Её нигде не было. Вообще НИГДЕ. Н-и-г-д-е. «Шшшшшш» — извивалась тётка, задыхаясь переполнившим весом. «Хвяссськ» — скользили лодочки по мгновенно растекающемся льду. «ГДДЕЕЕЕ ТЫЫЫЫ» — плюхнулось пересохшей акварелью и тут же облепило редко замерцавший свет, сглотнуло не пережёванный пергаментный страх.
Я увидел её, одинокую, вдали от света, жизни, взглядов, от смысла быть. В тёмном, затхлом углу она, мёртвая и такая умершая 24 дня назад, умирала навсегда, не попрощавшись со мной. Моя Ску. Моя Ску. Моя Ску. Что же они с тобой сделали, родная моя, желанная, недоступная. Твой вакуум, ставший нашим миром, одним для тебя одной, перестал быть. Такой восхитительный пластик, безупречно подчёркивавший твои плавные изгибы, раздулся, помутнел, за ужасно пахнущей липкой плёнкой потерялись пьянящие коричневые губы, выпученные глаза, с придыханием полуоткрытый рот.
Самое страшное — не мог понять, сколько стоишь. Раньше всё было знакомо до боли — тонкими ресницами взмахивал лёд терзаний, промежутками плыли неоновые огни, парализующий белый цвет, в котором ты вспоминала уплывшее море. Волнистой прядью ниспадал слегка шокирующий ценник: «Скумбрия холодного копчения 250 гр. «Фиш Хаус» 139 рублей 99 копеек». Теперь я даже слышал, как ты пахнешь, видел, как твоё тело постепенно разлагается, освобождаясь от костей, глаза наливаются зелёной поволокой, изо рта тонкой струйкой сочится запах гниения.
«Успей купить!» — мерзко верещала сиреневая вывеска и ниже, рубящая наотмашь, цена — «99 рублей 99 копеек». Я так и не успел тебя попробовать, моя Ску.
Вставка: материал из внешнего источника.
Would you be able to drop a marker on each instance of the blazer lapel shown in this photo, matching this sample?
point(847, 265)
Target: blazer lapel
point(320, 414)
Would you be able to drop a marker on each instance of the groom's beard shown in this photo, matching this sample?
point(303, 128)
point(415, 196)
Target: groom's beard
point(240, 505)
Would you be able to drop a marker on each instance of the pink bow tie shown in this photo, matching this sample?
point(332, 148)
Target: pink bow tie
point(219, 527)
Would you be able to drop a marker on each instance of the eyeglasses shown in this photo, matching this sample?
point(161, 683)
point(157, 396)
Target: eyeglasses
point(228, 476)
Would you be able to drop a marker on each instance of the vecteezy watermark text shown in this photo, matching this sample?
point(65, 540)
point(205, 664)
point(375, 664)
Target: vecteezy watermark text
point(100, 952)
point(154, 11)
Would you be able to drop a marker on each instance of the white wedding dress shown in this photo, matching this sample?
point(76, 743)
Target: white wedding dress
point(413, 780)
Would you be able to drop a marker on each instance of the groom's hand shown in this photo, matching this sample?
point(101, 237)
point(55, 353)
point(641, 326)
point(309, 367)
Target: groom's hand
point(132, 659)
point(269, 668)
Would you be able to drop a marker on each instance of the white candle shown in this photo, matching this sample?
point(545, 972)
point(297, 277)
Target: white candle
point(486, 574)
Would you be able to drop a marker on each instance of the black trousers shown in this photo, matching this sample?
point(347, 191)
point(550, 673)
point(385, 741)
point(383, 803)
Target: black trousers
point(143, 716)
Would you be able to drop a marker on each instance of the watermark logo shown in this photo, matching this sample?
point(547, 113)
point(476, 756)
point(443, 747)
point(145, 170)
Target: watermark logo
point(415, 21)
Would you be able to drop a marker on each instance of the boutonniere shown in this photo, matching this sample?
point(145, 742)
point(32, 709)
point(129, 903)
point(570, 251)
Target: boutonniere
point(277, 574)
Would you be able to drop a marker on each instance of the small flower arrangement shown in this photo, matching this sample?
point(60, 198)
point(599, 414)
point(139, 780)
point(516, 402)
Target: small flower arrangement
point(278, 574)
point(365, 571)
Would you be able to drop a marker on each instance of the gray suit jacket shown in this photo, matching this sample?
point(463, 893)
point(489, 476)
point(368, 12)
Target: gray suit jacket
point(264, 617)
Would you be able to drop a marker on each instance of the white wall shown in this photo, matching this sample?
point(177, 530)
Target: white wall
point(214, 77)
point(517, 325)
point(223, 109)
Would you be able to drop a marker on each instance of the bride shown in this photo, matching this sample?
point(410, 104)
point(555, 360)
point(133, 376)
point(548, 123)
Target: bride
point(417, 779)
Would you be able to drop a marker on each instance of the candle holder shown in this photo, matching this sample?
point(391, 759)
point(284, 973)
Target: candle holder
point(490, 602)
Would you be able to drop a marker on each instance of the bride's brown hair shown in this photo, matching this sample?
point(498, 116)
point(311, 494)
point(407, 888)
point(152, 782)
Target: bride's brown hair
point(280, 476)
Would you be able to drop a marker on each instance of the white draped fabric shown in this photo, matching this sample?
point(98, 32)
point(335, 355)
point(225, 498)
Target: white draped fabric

Сколько долгих дней мечтал острым ножом пронзить вакуумный пластик, ощутить немыслимое копчение восхитительно ровной спинки, языком ощутить прохладу лоснящегося мяса с тревожными капельками жира под тончайшей кожей, разбавляя горячим картофелем. Немного забыл. Непременно — запивая Шопеном в бокале.